Estate Planning for Single Parents

Estate planning involves circumstances in which you do not have the ability to make healthcare decisions or manage your financial affairs while you’re living and will cover your estate administration once you pass away. There are 4 documents needed for an estate plan:

  • Durable power of attorney (Financial power of attorney)
  • Medical power of attorney (Health care power of attorney)
  • Advance medical directive (Living will)
  • Last will & testament

What to Place in Your Financial Power of Attorney

In this document, you’ll name someone to deal with your financial affairs. This person has accessibility to your bank accounts and pays your taxes and bills. Also, they’ll manage the financial support of your kids by paying for daily living and education expenses. You’ll specify which powers you’ll be giving your “agent.”

What to Place in Your Health Care Directive

Healthcare directives are made up of a living will, as well as a healthcare power of attorney. In a health care power of attorney, you’ll name who you’ll want to act as the agent to make medical choices for you when you cannot.
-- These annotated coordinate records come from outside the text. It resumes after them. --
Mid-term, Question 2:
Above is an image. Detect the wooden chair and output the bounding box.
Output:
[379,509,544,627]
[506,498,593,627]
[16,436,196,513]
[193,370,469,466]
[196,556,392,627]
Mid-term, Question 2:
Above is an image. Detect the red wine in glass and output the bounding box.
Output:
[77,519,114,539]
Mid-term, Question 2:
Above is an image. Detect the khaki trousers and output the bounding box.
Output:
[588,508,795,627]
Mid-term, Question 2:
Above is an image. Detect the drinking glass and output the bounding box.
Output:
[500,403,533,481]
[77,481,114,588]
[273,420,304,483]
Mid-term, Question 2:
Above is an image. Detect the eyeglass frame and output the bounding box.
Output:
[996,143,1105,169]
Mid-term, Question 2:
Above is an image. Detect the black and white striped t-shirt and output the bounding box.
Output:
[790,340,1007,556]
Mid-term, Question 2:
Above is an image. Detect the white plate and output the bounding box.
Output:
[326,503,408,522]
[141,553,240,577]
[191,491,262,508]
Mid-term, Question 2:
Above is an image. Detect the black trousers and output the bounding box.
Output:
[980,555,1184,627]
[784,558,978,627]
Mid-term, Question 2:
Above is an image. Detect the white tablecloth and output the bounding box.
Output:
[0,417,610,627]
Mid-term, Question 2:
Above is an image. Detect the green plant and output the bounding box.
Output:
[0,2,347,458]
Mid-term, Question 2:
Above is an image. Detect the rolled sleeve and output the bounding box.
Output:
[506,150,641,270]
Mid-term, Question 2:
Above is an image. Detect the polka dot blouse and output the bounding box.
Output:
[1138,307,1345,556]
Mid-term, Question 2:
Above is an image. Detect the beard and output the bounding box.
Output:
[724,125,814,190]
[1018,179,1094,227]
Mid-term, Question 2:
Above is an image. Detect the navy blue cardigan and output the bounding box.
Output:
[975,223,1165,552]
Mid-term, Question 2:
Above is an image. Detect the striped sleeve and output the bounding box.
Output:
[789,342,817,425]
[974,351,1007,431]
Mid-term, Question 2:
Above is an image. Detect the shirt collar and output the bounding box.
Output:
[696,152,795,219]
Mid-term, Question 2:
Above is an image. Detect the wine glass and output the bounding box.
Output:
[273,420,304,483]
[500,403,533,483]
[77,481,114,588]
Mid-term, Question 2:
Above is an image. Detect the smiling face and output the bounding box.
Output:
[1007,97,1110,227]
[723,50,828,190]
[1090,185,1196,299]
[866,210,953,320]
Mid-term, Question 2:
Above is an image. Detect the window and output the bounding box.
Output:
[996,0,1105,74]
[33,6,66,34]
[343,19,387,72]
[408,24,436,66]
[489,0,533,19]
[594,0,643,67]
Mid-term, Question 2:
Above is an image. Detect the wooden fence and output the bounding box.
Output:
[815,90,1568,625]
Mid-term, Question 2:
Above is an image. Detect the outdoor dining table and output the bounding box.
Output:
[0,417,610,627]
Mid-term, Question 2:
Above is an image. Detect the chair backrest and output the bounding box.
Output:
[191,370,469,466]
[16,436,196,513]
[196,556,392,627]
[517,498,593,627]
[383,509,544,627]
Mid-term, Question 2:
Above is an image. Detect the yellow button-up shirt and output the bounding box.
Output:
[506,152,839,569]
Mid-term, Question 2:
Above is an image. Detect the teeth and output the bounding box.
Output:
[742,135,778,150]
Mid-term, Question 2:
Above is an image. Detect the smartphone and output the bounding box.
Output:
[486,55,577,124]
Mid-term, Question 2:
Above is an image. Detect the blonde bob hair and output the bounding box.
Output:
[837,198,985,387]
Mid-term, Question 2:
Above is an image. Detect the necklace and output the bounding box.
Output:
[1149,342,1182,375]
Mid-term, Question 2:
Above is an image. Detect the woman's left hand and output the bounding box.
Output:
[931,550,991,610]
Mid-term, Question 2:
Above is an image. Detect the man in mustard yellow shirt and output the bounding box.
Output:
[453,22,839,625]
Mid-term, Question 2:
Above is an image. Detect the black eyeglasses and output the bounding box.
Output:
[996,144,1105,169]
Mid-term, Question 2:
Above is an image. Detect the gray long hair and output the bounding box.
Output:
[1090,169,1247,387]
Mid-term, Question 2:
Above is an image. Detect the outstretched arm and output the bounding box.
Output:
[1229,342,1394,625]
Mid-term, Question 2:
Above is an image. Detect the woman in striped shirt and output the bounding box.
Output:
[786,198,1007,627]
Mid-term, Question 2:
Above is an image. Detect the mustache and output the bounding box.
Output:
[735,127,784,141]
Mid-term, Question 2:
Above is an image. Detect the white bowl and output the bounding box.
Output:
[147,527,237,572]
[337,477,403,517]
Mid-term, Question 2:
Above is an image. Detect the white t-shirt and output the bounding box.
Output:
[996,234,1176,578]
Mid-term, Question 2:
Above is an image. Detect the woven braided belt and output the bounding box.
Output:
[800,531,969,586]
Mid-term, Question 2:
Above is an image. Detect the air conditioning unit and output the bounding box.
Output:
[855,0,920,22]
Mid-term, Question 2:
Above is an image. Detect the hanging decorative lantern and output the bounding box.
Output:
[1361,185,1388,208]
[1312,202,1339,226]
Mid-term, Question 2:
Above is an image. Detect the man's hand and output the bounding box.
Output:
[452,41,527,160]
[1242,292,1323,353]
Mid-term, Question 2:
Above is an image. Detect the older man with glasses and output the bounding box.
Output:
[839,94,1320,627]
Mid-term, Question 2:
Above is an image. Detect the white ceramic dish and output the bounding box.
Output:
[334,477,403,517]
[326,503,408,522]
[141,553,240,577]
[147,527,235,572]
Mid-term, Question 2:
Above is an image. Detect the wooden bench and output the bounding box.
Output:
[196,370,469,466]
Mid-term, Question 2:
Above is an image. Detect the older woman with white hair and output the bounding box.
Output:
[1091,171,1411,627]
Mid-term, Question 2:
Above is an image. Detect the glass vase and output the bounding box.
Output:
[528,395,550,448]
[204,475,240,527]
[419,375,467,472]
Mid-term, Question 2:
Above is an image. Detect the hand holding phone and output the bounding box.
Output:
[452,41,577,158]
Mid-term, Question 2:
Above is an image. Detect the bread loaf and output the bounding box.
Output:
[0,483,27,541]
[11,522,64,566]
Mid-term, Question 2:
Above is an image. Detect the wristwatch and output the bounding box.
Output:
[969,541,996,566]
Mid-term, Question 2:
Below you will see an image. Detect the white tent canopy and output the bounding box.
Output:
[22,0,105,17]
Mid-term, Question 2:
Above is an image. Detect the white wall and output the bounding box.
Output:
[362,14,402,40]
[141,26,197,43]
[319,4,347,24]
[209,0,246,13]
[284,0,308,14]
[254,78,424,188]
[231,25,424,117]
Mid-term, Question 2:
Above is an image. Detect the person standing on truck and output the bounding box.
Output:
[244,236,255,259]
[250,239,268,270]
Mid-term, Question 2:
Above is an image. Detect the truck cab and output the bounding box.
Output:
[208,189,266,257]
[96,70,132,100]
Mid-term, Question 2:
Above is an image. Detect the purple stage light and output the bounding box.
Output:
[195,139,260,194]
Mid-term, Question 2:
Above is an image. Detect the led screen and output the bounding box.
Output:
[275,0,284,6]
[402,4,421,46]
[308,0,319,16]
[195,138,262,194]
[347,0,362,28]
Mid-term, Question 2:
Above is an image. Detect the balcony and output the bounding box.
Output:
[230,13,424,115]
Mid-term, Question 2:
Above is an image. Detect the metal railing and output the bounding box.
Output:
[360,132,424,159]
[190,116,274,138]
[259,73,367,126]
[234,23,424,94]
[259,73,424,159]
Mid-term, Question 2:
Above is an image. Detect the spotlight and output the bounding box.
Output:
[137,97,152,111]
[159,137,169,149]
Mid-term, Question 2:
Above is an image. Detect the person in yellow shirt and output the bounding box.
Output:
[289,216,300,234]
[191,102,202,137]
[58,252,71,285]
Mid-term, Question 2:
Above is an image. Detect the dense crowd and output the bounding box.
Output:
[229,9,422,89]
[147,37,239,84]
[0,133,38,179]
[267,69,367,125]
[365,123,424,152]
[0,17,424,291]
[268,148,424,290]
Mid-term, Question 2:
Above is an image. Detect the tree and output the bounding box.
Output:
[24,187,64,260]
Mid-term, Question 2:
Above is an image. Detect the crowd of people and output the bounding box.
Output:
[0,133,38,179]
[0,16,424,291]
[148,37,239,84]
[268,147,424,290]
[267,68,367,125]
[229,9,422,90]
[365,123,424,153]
In the advance medical directive or living will, you’ll state your wishes for end-of-life care and treatment. You’ll state which measures are to be taken (or not taken) to extend your life, like hydration, artificial nutrition, and feeding tubes. If you make those choices now, it’ll save your loved ones from making those tough decisions.

What to Place in Your Will

The last will and testament is paperwork in which you list your directions on how you want things dealt with when you die. In the will, you’ll name:

  • Personal representative (executor) who manages the estate, follows the directions in the will, and distributes all assets to every beneficiary
  • Guardian for minors (kids under age 18 are considered to be minors)
  • Those you wish to be the beneficiaries who will inherit the remainder of your assets, as well as specific gifts for them, like personal belongings or cash

In the will, it’s also recommended to name alternate personal beneficiaries, guardians, and representatives.